Outra contradição viveria Luís Gama. Embora tivesse apenas 10 anos de idade, sua naturalidade era a Bahia, terra de escravos famosos pela rebeldia. Por sua origem, viu-se seguidamente escolhido e rejeitado em diversos pontos de venda de escravos, antes de ser comprado. Passou o restante da infância vivendo na periferia de uma casa-grande, em São Paulo, envolvido em funções como as de copeiro, sapateiro e alfaiate. Só aos 17 anos aprendeu a ler e contar, graças à amizade e ajuda do jovem Antônio Rodrigues do Prado Júnior, estudante de humanidades que mais tarde viria a ser juiz.

Tão logo domina as letras, Luís Gama trata de reunir provas de que nascera livre, e vai "assentar praça". Entre 1848 e 1854, chega ao posto de cabo. Mas sua carreira militar é interrompida depois de submetido a conselho por suposta insubordinação, por ameaçar um oficial que o havia insultado.

Embora, como poeta, tenha publicado apenas um livro - Primeiras Trovas Burlescas de Getulino -, Luís Gama conseguiu, com sua verve satírica, em plena escravidão e em pleno Romantismo, abalar a unanimidade em torno dos rígidos cânones literários europeus vigentes naquele tempo. A oralidade africana, o olhar do afro-brasileiro, a afronta à norma culta do idioma são pulsantes nos versos de Luís Gama. Como se ele estivesse falando para uma cultura sobre as idiossincrasias de outra, o que ressalta nos versos do poema "Quem Sou Eu", conhecido popularmente como "Bodarrada":

Bodes há de toda casta

Pois que a espécie é muito vasta (...)

Bodes ricos, bodes pobres

Bodes sábios, importantes

E também alguns tratantes...

Aqui nesta boa terra,

Marram todos, tudo berra (...)

Tão rico é o nosso passado que decerto Olorum nos há de guiar para que não percamos - pois este é um iminente perigo - as riquezas do nosso presente. Quanto mais explícita, mais surpreendente - e às vezes cruel - se faz a história. Quantas de nossas crianças hoje, com o simples acesso a uma escola e alguma alimentação, não mudariam suas vidas, seus destinos, como ocorreu com Luís Gama - em condições ainda mais difíceis que as atuais.

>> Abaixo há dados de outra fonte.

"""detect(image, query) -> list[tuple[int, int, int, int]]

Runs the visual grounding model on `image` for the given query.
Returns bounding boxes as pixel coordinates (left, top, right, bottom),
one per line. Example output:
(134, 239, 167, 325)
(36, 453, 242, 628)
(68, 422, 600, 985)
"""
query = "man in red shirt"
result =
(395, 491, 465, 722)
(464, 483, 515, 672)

Quero evitar recorrências, mas não posso. Luís Gama é ainda um símbolo de moral e dignidade. Foi um afro-brasileiro que, como Gregório de Matos dois séculos antes, ironizou os ridículos da corte e das elites que tanto influíram e ainda influem em nossas vidas, até mesmo na forma como nos tratamos no quotidiano. Não posso, assim, deixar de celebrá-lo. Não falo do louvor formal, insosso, das homenagens vazias. Falo da vibração de meu espírito por ancestral com quem me identifico na maioria das agruras, dentre as quais o sofrimento do cárcere, pelas razões desiguais da justiça em nosso País, a qual pune aqueles que lutam para fazer valer os princípios fundamentais da cidadania e do direito.

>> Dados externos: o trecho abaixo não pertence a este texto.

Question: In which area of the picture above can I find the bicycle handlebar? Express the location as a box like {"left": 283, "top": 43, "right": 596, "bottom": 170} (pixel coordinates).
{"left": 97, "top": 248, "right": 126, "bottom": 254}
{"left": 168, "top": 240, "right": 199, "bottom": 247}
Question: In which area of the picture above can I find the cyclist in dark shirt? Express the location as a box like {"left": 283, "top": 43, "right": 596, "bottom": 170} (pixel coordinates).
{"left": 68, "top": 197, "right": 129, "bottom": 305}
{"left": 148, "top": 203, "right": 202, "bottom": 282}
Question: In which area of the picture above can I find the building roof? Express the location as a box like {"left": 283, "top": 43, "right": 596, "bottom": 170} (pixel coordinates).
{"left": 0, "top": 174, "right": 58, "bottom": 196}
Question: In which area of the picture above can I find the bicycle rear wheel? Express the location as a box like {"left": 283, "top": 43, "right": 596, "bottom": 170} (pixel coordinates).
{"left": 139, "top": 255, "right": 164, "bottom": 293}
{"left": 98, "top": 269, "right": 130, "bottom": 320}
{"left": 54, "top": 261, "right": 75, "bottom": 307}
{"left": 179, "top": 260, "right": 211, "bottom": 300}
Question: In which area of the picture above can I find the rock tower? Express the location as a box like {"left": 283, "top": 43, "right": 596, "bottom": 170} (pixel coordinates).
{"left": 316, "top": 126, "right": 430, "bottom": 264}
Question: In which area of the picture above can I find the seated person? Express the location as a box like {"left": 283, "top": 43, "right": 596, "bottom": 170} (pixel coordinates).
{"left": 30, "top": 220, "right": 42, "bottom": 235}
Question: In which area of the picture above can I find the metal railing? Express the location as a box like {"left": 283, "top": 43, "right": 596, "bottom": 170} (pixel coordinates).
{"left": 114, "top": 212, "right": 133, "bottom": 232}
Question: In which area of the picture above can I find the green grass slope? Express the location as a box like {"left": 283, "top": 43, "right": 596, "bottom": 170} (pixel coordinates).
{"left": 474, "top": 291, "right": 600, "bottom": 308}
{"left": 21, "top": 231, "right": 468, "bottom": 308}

Mas o grande feito de Luís Gama, abolicionista desde 1850, foi ter conseguido, com sua atividade como prático de advocacia, mesmo sem o diploma acadêmico, a alforria para mais de 500 de seus irmãos em cativeiro. Conhecido e respeitado como grande tribuno pela eloqüência na defesa da causa dos humildes, seus brilhantes discursos - como aponta seu biógrafo Sud Menucci - infelizmente se perderam, pois não foram registrados.

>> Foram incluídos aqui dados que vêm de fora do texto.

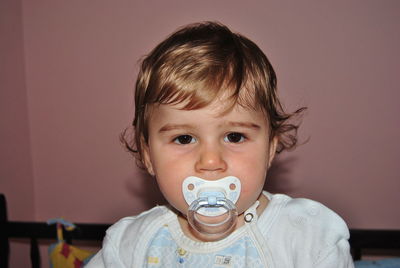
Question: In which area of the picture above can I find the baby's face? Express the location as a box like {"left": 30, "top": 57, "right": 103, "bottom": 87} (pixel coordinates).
{"left": 143, "top": 100, "right": 276, "bottom": 230}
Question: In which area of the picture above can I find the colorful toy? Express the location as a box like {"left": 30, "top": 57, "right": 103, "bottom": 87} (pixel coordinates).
{"left": 47, "top": 218, "right": 94, "bottom": 268}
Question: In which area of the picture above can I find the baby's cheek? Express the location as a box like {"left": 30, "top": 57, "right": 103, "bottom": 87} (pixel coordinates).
{"left": 241, "top": 178, "right": 263, "bottom": 194}
{"left": 237, "top": 184, "right": 264, "bottom": 210}
{"left": 157, "top": 177, "right": 187, "bottom": 210}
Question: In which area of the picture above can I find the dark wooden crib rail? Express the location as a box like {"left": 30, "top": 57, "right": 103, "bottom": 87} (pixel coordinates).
{"left": 0, "top": 194, "right": 110, "bottom": 268}
{"left": 2, "top": 193, "right": 400, "bottom": 267}
{"left": 349, "top": 229, "right": 400, "bottom": 260}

Alvo de uma perseguição política que o levou a perder o emprego público, Luís Gama participou de partidos políticos, quase sempre se desiludindo ante a predominância, entre os "progressistas" de então, da idéia de uma república escravocrata. Raul Pompéia, em artigo intitulado "A última Página de um Grande Homem", publicado na Gazeta de Notícias, do Rio de Janeiro, em 12 de setembro de 1882, assim o descreveu:

      (...) Luís Gama fazia de tudo: literatura, consolava, dava conselhos, demandava, sacrificava-se, lutava, exauria-se no próprio ardor, como uma candeia iluminando à custa da própria vida as trevas de desespero daquele povo de infelizes, sem auferir uma sombra de lucro, entendendo que advogado não significa o indivíduo que vive dos jantares que lhe paga Têmis; entendendo que se deve fazer um pouco de justiça grátis. E, com essa filosofia, empenhava-se de corpo e alma, fazia-se matar pelo bem.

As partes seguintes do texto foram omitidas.